(urth) (no subject)
rasputin_ at hotmail.com
Thu Dec 2 12:31:34 PST 2004
>You are right about Abraham and his shorter life span, but Tolkien's
>"falls" because there are multiple falls in the history, are very different
>than any of the falls in the Bible.
>in Ea, there is a peak of complexity which was after the creation, and was
>not a sin of disobediance but a demonic attack.
I didn't mean to put the focus exclusively on Hebrew myth. The fact is that
the same themes of entropy, slow decline, and sudden cataclysm show up in
pretty much all cultures. In addition to the bits you're talking about you
have Atlantis, the tower of Babel, and a host of others. It doesn't seem to
all go back to a single source, since the trend appears pretty much
independently in ancient China - so I'm suggesting that it's actually
something of a formal necessity when you go about telling this type of
>I agree about memory, identity, but also mental illness, which see, to be
>more epistemological problems than ontological problems.
I'm not exactly sure what you mean by the epistemological/ontological
distinction you're making, but I'd be interested to hear further. Mental
illness does seem to be somewhat of an issue, but it seems to me mostly as a
means rather than an end - the mental illness is present to push problems of
identity and memory to an extreme and bring them to the fore.

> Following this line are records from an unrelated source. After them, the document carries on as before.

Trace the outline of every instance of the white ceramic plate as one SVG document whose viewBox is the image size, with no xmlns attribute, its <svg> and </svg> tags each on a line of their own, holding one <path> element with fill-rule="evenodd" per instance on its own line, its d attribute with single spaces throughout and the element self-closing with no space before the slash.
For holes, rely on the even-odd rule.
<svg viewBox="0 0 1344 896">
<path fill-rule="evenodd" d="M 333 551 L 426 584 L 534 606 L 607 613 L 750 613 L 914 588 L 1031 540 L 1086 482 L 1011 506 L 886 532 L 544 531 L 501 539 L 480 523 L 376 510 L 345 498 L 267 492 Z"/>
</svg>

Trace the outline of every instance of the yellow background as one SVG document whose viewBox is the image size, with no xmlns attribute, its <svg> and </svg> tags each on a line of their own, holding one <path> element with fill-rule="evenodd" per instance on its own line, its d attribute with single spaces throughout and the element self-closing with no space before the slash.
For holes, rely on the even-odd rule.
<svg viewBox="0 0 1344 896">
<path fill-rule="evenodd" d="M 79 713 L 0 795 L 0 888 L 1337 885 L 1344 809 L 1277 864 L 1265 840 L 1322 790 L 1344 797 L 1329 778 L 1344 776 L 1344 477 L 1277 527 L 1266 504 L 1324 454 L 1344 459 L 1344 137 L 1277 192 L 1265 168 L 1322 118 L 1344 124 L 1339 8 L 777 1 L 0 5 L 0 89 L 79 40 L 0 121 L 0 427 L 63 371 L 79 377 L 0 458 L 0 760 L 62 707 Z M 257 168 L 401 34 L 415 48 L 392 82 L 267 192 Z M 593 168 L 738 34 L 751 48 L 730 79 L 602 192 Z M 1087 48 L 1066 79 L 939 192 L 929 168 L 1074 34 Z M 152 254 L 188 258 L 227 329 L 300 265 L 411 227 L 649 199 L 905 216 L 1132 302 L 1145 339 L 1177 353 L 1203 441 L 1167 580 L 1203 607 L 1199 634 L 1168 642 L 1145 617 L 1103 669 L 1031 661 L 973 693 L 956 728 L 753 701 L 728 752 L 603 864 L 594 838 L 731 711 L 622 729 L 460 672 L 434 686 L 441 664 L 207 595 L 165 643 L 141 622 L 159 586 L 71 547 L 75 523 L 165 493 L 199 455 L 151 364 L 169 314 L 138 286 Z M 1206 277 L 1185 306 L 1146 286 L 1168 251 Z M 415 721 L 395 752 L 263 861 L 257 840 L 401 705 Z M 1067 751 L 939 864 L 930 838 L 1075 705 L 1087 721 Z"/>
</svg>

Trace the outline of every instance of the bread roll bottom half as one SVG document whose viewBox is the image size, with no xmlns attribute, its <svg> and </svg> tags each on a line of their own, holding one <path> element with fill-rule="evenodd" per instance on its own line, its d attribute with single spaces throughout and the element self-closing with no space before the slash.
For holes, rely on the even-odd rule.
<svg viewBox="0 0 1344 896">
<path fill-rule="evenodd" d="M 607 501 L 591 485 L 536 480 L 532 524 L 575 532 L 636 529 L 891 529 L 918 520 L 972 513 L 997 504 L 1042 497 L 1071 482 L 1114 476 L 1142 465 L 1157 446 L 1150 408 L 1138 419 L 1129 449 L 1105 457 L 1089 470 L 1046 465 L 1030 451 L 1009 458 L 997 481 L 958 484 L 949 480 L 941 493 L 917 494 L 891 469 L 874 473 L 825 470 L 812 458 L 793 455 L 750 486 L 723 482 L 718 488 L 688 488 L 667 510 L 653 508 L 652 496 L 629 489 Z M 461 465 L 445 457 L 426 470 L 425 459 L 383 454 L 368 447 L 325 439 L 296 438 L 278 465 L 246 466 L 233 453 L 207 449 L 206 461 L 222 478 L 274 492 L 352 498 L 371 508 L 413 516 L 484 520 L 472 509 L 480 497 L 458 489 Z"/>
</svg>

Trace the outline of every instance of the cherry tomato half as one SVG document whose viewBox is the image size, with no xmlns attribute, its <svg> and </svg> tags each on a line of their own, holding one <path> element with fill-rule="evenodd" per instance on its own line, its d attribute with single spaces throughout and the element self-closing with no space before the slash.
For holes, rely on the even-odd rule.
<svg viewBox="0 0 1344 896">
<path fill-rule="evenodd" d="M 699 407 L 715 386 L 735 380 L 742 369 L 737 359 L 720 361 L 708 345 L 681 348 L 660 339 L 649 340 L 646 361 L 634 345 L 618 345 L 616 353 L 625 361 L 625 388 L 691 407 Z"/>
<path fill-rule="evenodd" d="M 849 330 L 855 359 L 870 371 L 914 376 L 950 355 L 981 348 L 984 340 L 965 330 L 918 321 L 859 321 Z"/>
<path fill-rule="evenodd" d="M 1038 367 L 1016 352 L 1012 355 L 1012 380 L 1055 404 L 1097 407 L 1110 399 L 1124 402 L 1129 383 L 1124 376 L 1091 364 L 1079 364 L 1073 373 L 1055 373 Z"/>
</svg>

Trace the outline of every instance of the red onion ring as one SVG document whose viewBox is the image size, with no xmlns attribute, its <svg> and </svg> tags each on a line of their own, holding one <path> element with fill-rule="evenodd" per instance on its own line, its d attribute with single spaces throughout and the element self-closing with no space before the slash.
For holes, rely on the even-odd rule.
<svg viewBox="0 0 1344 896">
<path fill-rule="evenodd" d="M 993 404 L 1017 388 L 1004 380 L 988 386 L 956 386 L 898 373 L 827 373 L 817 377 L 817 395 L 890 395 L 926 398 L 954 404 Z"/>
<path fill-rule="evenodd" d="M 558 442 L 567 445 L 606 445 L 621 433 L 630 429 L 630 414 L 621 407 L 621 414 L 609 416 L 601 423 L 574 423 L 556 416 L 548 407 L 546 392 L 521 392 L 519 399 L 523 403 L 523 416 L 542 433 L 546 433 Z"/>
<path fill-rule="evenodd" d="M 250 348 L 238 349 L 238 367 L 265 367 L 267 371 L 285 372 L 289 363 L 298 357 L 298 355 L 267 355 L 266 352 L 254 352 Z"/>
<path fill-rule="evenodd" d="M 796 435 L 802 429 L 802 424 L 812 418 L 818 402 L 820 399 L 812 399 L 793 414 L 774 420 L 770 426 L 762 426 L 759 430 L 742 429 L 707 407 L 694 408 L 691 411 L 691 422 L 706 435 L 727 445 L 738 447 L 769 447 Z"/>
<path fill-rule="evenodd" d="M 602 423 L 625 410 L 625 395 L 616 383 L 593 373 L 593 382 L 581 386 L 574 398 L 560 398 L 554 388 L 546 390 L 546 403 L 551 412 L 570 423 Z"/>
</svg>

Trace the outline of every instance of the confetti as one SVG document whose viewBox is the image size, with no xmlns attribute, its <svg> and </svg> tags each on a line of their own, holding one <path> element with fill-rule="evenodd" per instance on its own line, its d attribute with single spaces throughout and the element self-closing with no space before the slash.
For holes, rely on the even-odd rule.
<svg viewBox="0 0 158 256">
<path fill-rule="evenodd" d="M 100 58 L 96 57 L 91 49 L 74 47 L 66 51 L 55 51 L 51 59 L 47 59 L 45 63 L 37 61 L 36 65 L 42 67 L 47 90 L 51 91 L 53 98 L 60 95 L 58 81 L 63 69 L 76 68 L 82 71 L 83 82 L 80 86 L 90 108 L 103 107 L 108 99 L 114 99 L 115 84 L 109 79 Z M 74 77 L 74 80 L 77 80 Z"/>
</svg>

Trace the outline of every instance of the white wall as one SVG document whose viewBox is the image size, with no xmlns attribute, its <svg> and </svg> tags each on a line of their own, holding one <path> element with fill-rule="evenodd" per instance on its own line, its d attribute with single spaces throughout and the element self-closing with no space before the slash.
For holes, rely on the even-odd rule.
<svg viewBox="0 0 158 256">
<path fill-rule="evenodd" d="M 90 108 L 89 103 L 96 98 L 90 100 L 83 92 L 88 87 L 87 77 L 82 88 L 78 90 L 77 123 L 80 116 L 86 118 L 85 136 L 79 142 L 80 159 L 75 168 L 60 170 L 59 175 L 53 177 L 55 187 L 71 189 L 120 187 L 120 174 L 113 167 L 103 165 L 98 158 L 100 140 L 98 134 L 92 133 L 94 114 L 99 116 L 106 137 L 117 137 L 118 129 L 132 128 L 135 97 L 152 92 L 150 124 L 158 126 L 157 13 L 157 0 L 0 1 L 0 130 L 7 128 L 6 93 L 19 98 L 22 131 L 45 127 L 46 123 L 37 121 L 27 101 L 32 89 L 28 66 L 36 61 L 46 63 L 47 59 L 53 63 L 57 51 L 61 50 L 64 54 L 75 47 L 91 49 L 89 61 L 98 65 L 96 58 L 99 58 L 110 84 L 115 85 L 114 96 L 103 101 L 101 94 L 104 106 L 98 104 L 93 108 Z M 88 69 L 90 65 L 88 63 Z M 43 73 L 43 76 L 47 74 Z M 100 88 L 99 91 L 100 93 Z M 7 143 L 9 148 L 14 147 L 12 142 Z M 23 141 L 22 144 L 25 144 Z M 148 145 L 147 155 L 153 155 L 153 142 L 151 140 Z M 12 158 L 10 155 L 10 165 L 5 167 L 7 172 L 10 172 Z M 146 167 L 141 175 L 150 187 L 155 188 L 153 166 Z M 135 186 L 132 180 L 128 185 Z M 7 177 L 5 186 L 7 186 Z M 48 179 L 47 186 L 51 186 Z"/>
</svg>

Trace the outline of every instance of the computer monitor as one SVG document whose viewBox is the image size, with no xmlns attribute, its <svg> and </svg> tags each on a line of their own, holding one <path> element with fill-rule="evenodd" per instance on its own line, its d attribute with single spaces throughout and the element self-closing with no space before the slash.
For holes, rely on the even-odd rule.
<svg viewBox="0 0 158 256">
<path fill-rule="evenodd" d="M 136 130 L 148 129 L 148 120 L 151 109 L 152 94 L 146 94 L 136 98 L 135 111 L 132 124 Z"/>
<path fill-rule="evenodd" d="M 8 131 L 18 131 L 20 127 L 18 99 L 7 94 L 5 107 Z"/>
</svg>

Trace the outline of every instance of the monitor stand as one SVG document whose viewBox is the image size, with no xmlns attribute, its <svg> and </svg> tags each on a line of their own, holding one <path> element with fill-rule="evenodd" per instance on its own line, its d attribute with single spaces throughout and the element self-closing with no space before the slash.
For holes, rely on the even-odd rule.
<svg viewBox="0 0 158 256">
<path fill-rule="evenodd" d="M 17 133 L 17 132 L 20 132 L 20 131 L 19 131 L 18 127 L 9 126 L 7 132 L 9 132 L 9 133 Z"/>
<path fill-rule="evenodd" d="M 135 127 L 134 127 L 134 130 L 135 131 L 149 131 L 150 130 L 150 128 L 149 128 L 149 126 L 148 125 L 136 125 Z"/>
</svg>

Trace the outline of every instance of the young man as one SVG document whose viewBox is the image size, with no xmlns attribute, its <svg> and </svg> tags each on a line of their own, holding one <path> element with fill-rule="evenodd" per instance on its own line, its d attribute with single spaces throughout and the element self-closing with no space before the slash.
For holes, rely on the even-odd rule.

One of the other issues that someone else mentioned that I forgot had to do
with language. These may not be major elements in themselves, but Wolfe does
show a genuine interest and insight into the subject of language. I'm
thinking mostly of the New Sun and Soldier books; I don't recall any other
stories of his where language is an issue, but I'd be very interested if
anyone knows of any more.
>I'm not saying Severian is supposed to be the New Testament Christ or is at
>a close reading, but
>that's what he seemed like to me the first couple of times I read the book.
> Christ was associated with Apollo, and the coming of the New Sun in the
>mythologies of the Americas is a kind of millenatrian, second coming deal
>which involves the destruction and rebirth of the world.
Speaking of first impressions, I couldn't help thinking of Shiva (w.r.t.
Severian) more than Christ. While certain aspects of this comparison still
resonate, it does seem to me that Wolfe deliberately avoided certain
language and terms which could have strengthened this impression, which
seems to imply that he wasn't really trying to encourage that sort of a
reading. The use of the Hebrew names is just too evocative to ignore, even
though Wolfe has (I believe) denied a straightforward qabbalistic
interpretation of the text as well.
> The Geburah metaphor is very fitting, I had never thought of that.
>Generally Michael is assigned to Geburah in alchemy, but I can't think of
>an iteration of Michael that is even close to Severian.
If I recall correctly the qabbalistic tradition associates Sammael with
geburah. I don't know enough about the angelic aspect of things to say
whether this is closer to or further away from Severian as a character - you
might perhaps be able to say better than I could.
If you haven't heard all this bunch before then I should also point out that
the equivalent angel on the chesed side ("mercy", the sphere which balances
out with geburah) is "Tzadkiel", and that this is clearly not coincidence
(nor is the use of the term "Briah").